Citation: Breschi A, Perelman D, Snyder MP (2021) Response to Hulman and colleagues regarding “Glucotypes reveal new patterns of glucose dysregulation”. PLoS Biol 19(3): e3001092. https://doi.org/10.1371/journal.pbio.3001092
Academic Editor: Jason W. Locasale, Duke University, UNITED STATES
Received: November 10, 2020; Accepted: January 4, 2021; Published: March 11, 2021
Copyright: © 2021 Breschi et al. This is an open access article distributed under the terms of the Creative Commons Attribution License, which permits unrestricted use, distribution, and reproduction in any medium, provided the original author and source are credited.

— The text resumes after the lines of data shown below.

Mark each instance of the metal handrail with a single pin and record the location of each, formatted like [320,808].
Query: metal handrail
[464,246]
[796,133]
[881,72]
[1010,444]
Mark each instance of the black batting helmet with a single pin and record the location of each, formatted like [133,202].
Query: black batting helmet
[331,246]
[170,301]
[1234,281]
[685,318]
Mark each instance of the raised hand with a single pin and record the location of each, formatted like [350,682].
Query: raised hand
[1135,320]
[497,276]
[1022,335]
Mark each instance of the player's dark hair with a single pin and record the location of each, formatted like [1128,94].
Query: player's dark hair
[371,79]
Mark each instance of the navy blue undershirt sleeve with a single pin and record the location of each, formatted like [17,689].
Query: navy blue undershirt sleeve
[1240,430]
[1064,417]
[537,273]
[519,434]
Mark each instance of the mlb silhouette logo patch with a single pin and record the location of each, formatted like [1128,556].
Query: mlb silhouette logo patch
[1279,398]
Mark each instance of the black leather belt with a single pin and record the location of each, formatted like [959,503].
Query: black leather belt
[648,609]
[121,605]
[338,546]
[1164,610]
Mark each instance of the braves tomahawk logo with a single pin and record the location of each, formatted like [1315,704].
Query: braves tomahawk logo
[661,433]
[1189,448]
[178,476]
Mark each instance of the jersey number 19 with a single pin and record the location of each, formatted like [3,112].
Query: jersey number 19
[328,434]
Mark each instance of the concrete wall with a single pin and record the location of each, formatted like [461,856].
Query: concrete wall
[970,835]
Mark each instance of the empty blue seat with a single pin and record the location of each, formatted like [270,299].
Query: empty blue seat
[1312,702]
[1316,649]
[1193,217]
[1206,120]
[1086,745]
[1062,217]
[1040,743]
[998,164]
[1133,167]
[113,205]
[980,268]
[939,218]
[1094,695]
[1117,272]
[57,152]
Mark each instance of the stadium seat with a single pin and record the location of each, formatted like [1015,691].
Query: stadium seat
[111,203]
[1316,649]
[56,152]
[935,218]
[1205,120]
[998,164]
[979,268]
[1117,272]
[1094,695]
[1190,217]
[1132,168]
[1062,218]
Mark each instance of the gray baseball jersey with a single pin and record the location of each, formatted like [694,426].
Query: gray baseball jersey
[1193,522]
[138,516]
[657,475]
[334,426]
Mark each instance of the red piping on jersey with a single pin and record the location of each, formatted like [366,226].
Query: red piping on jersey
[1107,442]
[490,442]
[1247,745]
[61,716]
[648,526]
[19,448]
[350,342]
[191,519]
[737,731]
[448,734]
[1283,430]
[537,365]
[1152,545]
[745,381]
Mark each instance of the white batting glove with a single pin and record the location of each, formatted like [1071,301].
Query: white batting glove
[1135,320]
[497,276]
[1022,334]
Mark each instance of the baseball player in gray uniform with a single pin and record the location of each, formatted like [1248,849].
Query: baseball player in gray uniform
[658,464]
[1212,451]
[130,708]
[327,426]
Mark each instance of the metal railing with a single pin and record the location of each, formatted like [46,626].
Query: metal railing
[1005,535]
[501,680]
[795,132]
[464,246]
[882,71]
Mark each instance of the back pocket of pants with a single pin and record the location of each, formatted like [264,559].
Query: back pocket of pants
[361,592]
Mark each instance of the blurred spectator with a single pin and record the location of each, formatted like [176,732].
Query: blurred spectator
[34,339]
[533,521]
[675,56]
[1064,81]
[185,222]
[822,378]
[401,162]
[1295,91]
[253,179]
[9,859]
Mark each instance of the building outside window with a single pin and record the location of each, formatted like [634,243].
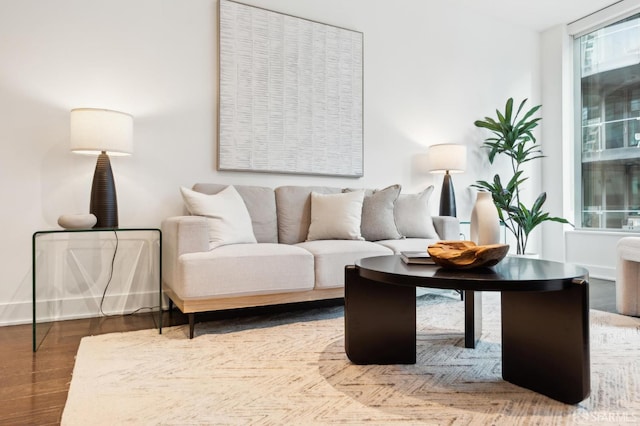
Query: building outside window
[609,137]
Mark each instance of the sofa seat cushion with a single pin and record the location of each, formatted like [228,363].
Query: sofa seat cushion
[331,256]
[243,270]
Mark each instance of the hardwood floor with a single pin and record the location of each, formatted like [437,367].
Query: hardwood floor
[35,385]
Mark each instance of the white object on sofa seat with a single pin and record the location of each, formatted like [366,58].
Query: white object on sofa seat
[331,256]
[628,276]
[244,269]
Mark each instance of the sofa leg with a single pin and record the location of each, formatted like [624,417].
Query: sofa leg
[192,324]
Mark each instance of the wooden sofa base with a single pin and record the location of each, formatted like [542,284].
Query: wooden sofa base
[191,306]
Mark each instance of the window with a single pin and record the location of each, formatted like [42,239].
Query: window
[609,72]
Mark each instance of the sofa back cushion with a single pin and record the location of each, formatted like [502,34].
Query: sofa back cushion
[261,204]
[294,211]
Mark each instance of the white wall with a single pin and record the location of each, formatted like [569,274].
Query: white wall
[430,70]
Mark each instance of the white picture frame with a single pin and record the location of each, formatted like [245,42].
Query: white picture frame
[290,94]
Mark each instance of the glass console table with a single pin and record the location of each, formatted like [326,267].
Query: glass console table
[79,273]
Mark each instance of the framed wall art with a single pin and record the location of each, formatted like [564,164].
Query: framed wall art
[290,94]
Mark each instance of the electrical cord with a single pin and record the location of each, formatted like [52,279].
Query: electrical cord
[106,287]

Funding: The author(s) received no specific funding for this work.
Competing interests: The authors have declared that no competing interests exist.
We thank Hulman and colleagues for their comment on our article “Glucotypes reveal new patterns of glucose dysregulation,” and we are pleased that we have the opportunity to respond. We have the following comments:
First, our study  was one of the first to systematically analyze continuous glucose monitoring (CGM) data from healthy individuals and people with prediabetes (as well as several with type 2 diabetes), and the discovery that many individuals that were classified as healthy or with prediabetes were exhibiting moderate to severe glucose excursion, i.e., “spikes” was surprising to many, including us. From this finding, it was reasonable to develop quantitative measures that would take into account mean and glucose variability.

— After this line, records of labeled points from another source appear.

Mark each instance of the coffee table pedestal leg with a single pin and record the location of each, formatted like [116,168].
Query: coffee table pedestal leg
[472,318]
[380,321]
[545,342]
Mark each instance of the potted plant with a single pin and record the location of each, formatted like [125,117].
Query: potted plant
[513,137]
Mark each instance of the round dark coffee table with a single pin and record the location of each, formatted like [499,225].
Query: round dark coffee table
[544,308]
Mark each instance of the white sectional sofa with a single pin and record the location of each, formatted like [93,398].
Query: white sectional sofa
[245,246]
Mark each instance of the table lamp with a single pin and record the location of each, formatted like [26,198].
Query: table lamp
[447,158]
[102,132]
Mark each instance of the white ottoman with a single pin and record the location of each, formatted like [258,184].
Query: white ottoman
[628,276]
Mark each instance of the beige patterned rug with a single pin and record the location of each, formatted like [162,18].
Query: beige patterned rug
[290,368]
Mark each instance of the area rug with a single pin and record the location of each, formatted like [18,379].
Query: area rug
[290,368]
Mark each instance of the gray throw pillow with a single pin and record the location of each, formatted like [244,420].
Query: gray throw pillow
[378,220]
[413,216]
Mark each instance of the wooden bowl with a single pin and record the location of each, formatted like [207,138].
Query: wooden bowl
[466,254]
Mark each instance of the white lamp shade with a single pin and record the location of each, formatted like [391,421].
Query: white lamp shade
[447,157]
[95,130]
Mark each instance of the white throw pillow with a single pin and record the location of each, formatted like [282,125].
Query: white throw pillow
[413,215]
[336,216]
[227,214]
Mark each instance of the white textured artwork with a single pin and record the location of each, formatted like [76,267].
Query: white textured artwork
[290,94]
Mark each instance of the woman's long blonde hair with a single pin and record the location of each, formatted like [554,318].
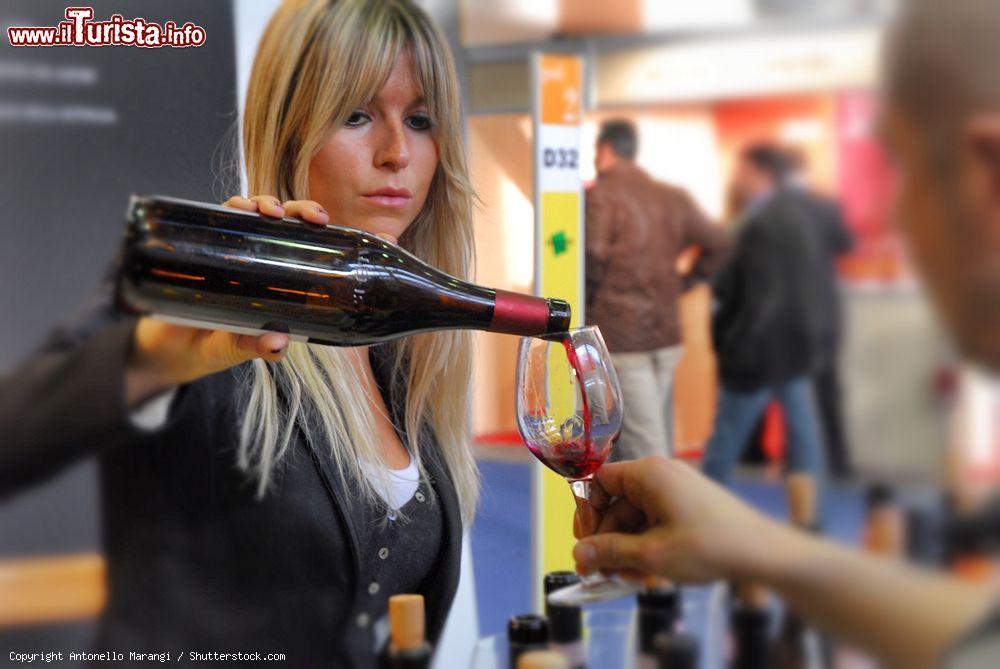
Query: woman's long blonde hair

As such, we explicitly say in our manuscript that glucotypes reflect both mean and glycemic variability. We wrote: “We note that using CGM, the classes, from low to severe, increase in both variability and mean glucose concentration, making them a more comprehensive metric of glycemic state compared to existing measurements.” To us, this was logical as it fits with the concept that excursions outside of range should be incorporated into a glucose health metric (Fig 1 panels b and c in ).
While there is a correlation between mean glucose concentration and standard deviation, such that glycemic profiles with higher glucose concentration are also more variable, we show examples of time windows where the mean glucose concentration is comparable, but with different glycemic variation. In such cases, the glucotype algorithm by Hall and colleagues, which uses the overall shape of the time window, captures both mean glucose concentration and variation. The windows are selected from S3 Data from our study . All selected windows have mean glucose concentration between 85 and 86 mg/dl. While this concentration is too low for a severe glucotype classification, the windows are classified as low or moderate reflecting their glycemic variability.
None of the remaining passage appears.